Coping with COVID-19

Right now we are in a pretty stressful time period. The stress of the current lifestyle changes linked to social isolation, as well as the uncertainty of how long this is going to last, plus the unknown outcomes for our futures are among the current concerns of this time in history. The situation is also very ambiguous in that it lacks a concrete, identifiable fear or frustration. Plus there is a great deal mixed information in the news and media.

This kind of situation leaves a person searching for answers and solutions that aren’t likely available, and thus adds to strain of living with ongoing uncertainty. It is not unusual for an individual (self or a loved one) to start showing signs of depression, anxiety, phobia, or to have physical signs of distress.

Stress warning signs can show up as cognitive, emotional, physical or behavioral symptoms.

So what can you do to help you or a loved one manage the stress and ambiguity of the situation?

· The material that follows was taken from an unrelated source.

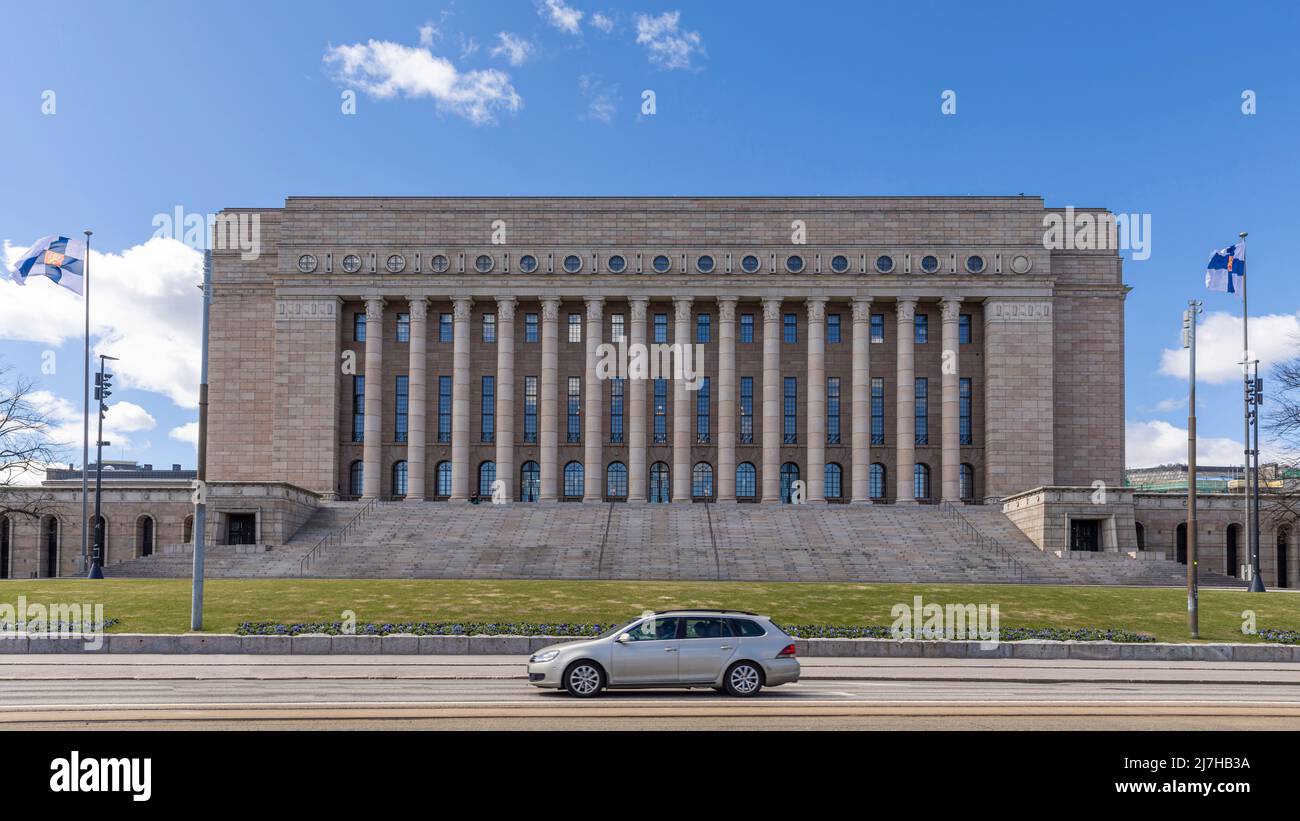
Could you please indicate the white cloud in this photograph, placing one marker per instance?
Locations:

  • First things first. You have to acknowledge the lack of concreteness of this situation, as well as accept that you’re having feelings about it. If you’re worried, it’s okay to admit it. Don’t make yourself feel bad for feeling bad with telling yourself you don’t have a right to these feelings.
  • Identifying what is at the base of this worry, sadness or anger? Are you upset about a lack of control? A fear of the unknown? Are you afraid of death? Pain? What’s the deeper issue?
  • Limit your exposure to media, news, and social media. It’s good to be informed, but but don’t overload with too much information. Also, there’s a lot of fear mongering out there – so make sure you’re selective and obtain information from trustworthy and well informed resources.
  • Reach out to friends and/or family who know how to be supportive. You need someone who understands where you’re coming from yet doesn’t add to the stress anxiety you’re already experiencing. If this isn’t available in your immediate circle, consider finding a therapist who can be objective and help you process your feelings. Right now there a large number of therapists offering online counseling and would love to help you (self included).
  • Find ways to get outside of yourself and away from worrying about things you can’t control. Clean your house, bake cookies, plant some flowers, go to the store for a neighbor who has difficulties or shouldn’t be getting out and about – these are just a few concrete things you do have control of right now.
  • Don’t forget the basics. Make sure you’re getting adequate rest, keeping up with adequate nutrition, and engaging in moderate exercise regularly.

For more specific coping strategies consider the following:

  • You Tube – this is a great resource for recorded meditations for anxiety, depression and motivation.
  • Meditation apps on your smartphone – Insight timer, Smiling Mind and Headspace are a few to check out. But there are many others. Some are free, some are not.
  • Engage in mindfulness exercises. Mindfulness exercises help you increase your awareness of the present moment. There will soon be a video on mindful breathing to go with this entry. Stay tuned.

Know when you need more support. Getting help can come in the form of finding an online support group, finding a counselor or therapist available for individual sessions – either in person or online. If you are in need of medication to help manage anxiety, depression or other mental health issue, reach out to your physician or a psychiatrist.